Other end of the spectrum — manual tagging

The above animation shows a relatively easy example. There are 2 operations:

Multiple brushes on the original image to designate a region
Zooming in and refining each region

The manual complexity of this task is O(c * n), where n is the number of transits observed and c is the average number of manual operations (such as brushes, clicks, etc.) per transit. Usually c > n for most light curves. Even for a simple task with n = 3 (as shown above), this takes several minutes per light curve.

Full scale of the problem

There are billions of stars in the Milky Way galaxy. There are billions of galaxies like the Milky Way, each having billions of stars on an average. However, there are only a few thousand people who support tasks on Zooniverse. Therefore, the project is run in phases; few candidates from each phase are given to other projects for confirmation. NASA states that until now TESS has identified 1913 candidates out of which 51 have been confirmed (updated on 06/16/2020). This is a remarkable achievement in itself.

Can this task be simplified?

Brushing, zooming and refining are time consuming tasks. They are needed because the current set of methods are not robust to ‘noisy tagging’ — for example: terminating the task after brushing (without zooming and refining) leads to light curve of candidate + default light curve of the host star.
Can this be simplified further? Sections of the image can be automatically brushing (using unsupervised learning) and labeled as candidates. This process can be repeated for all light curves. It is alright to have few false positives, but the algorithm should produce much fewer false negatives. Manual taggers only have to click on the ‘x’ button on each brush or leave the light curve unaltered (approval that the automatic candidate identification is accurate). Brushing, zooming and refining will still be available to taggers, but the hope here is to reduce their usage.

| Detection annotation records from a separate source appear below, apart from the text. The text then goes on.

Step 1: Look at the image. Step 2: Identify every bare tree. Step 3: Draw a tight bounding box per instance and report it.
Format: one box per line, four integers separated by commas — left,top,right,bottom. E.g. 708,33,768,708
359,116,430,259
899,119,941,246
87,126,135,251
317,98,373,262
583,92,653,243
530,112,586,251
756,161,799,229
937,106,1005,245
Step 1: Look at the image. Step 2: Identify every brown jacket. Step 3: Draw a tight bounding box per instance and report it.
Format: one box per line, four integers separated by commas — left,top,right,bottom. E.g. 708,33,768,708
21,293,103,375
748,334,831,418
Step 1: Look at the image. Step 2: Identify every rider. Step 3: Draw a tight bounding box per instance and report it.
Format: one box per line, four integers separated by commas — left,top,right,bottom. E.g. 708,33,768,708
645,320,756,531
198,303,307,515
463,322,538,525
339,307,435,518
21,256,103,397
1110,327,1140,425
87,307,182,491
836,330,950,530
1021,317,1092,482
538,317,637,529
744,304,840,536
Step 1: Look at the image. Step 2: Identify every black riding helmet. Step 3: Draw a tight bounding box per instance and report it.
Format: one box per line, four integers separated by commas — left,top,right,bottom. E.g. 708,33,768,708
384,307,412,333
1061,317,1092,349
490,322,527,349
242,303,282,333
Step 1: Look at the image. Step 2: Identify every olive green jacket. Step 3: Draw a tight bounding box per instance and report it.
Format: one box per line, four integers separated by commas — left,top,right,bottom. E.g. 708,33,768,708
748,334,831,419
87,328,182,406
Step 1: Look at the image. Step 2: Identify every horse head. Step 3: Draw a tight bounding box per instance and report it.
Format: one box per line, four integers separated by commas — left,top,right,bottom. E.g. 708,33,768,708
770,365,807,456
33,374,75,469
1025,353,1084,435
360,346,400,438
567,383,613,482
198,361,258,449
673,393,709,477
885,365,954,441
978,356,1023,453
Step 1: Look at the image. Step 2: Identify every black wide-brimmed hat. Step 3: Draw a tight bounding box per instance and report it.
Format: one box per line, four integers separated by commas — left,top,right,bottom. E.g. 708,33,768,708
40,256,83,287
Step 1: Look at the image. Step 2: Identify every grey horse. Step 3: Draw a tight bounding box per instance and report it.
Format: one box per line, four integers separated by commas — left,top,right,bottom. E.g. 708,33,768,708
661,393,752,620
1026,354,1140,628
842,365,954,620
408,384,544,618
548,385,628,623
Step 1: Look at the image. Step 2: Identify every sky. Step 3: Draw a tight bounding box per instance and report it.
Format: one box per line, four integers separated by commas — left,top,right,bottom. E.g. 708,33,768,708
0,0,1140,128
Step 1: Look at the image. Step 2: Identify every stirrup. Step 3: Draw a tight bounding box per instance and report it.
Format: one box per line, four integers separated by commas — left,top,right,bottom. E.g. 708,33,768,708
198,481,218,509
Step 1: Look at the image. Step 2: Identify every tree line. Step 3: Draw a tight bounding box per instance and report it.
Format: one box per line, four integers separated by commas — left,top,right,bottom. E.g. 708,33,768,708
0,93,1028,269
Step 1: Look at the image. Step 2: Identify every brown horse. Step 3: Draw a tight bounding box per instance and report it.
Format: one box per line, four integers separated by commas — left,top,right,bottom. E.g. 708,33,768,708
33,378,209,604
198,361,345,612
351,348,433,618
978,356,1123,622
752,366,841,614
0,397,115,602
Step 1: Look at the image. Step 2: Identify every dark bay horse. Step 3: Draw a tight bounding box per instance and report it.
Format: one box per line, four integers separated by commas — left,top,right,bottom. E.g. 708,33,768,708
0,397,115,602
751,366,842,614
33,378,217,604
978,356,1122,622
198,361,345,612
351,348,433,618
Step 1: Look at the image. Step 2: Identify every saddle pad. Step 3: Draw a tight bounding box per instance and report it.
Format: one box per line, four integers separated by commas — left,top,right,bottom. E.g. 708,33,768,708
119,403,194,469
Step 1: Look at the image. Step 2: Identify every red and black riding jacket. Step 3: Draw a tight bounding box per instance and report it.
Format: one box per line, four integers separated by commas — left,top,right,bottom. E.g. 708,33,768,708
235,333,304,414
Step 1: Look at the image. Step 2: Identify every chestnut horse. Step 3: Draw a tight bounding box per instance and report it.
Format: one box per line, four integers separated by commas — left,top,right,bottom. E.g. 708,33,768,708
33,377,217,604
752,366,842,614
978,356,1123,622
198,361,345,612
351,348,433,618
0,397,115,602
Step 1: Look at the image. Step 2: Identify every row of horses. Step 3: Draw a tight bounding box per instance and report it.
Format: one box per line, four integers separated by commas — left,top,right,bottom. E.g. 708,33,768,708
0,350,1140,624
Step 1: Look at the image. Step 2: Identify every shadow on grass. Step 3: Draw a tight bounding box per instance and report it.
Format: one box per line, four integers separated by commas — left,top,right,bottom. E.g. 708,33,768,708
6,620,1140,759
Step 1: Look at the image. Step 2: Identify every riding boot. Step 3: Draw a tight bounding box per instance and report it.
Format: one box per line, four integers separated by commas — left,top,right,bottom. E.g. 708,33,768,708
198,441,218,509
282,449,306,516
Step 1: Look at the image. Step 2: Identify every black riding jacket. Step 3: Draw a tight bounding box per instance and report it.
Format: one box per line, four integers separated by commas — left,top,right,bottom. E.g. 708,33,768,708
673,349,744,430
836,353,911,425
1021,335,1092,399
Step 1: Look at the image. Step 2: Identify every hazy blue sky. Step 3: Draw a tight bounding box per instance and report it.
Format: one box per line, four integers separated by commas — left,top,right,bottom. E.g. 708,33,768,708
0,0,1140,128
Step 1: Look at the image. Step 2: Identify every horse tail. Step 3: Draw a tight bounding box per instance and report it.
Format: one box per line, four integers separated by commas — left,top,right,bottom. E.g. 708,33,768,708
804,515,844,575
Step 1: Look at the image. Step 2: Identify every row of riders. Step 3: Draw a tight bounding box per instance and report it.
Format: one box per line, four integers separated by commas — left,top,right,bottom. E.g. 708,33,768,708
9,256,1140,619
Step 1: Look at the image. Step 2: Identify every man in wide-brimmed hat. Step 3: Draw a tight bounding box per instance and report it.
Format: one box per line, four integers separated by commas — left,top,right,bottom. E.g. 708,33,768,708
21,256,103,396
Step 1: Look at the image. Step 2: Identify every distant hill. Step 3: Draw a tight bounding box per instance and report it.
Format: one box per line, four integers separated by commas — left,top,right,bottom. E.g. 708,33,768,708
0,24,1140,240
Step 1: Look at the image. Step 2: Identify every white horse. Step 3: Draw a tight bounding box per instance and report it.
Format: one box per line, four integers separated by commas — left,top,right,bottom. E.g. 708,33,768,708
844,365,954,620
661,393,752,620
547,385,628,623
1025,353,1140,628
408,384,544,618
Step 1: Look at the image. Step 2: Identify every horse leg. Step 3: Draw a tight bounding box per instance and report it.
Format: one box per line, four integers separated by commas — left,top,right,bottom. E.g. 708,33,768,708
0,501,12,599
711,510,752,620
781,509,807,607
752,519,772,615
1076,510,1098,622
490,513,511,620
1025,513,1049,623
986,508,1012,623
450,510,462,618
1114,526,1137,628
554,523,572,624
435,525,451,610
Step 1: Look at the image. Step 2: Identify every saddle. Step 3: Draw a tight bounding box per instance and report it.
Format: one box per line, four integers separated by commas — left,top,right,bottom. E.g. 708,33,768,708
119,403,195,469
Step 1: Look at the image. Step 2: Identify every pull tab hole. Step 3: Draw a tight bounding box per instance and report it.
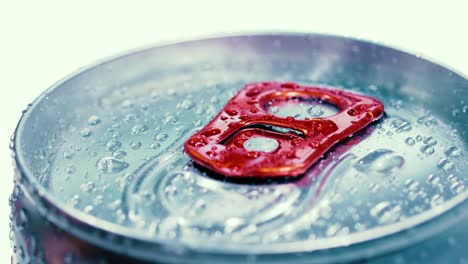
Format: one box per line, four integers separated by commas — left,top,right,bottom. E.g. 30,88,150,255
266,97,340,120
244,137,279,152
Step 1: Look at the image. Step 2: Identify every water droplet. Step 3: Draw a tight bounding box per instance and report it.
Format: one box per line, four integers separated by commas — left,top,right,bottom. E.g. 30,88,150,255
419,145,435,155
431,193,444,207
83,205,94,214
405,137,416,146
210,95,219,104
70,194,81,207
423,137,437,146
391,117,412,133
96,157,129,174
131,124,148,136
63,150,75,160
65,165,76,174
444,146,462,158
80,127,92,137
354,149,405,174
130,140,141,150
224,217,245,234
176,99,195,110
80,181,95,192
112,150,127,159
63,252,75,264
88,115,101,126
437,159,453,171
370,201,401,223
427,174,440,184
106,138,122,152
154,133,168,142
156,217,181,240
150,142,161,149
450,181,465,193
243,137,279,152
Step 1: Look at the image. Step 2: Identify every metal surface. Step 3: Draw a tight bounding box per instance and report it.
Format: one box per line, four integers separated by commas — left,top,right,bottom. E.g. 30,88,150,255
13,35,468,263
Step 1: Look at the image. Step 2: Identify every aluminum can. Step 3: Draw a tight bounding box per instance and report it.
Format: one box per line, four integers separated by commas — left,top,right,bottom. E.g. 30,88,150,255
10,34,468,264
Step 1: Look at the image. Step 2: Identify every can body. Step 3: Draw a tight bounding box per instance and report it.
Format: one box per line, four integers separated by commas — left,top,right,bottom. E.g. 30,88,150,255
10,35,468,264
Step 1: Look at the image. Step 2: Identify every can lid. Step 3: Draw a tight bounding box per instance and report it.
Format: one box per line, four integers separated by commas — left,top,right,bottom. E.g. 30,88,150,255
185,82,383,179
14,34,468,263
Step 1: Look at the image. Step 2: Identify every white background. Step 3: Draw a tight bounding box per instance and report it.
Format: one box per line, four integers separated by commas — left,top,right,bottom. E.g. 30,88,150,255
0,0,468,263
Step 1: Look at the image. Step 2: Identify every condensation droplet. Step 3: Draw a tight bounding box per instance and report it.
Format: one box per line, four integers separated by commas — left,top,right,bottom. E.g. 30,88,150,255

If a light curve has ‘large’ number of taggers, their approval and disapproval (+ optional refining) can be used to denoise the zone in which the candidate is present
If the light curve has ‘small’ number of taggers, the default set of candidates tagged by the algorithm may be considered

Therefore, unsupervised learning can expedite the process of candidate identification. Eventually each ‘zone’ of the light curve and each user who tags will be given a credibility score. This score varies with each newly available example of ‘modified’ manual tagging. Eventually, the most credible candidates can be examined further or can be used to build a supervised learning model.

Conclusion

I strongly recommend people to support Planet Hunter TESS and other Zooniverse projects. Many projects require support from a large pool of enthusiastic individuals (like the readers who have reached this section). Crowdsourcing in scientific research will grow exponentially and I recommend the readers to be one of the early members of this growing community.

The previous section of article presented the vision for my independent research — unsupervised learning and crowdsourcing for exoplanet candidate identification. I’m currently developing the idea on my own, so progress has been slow. I welcome people to join me.

Note: This project will always remain open source.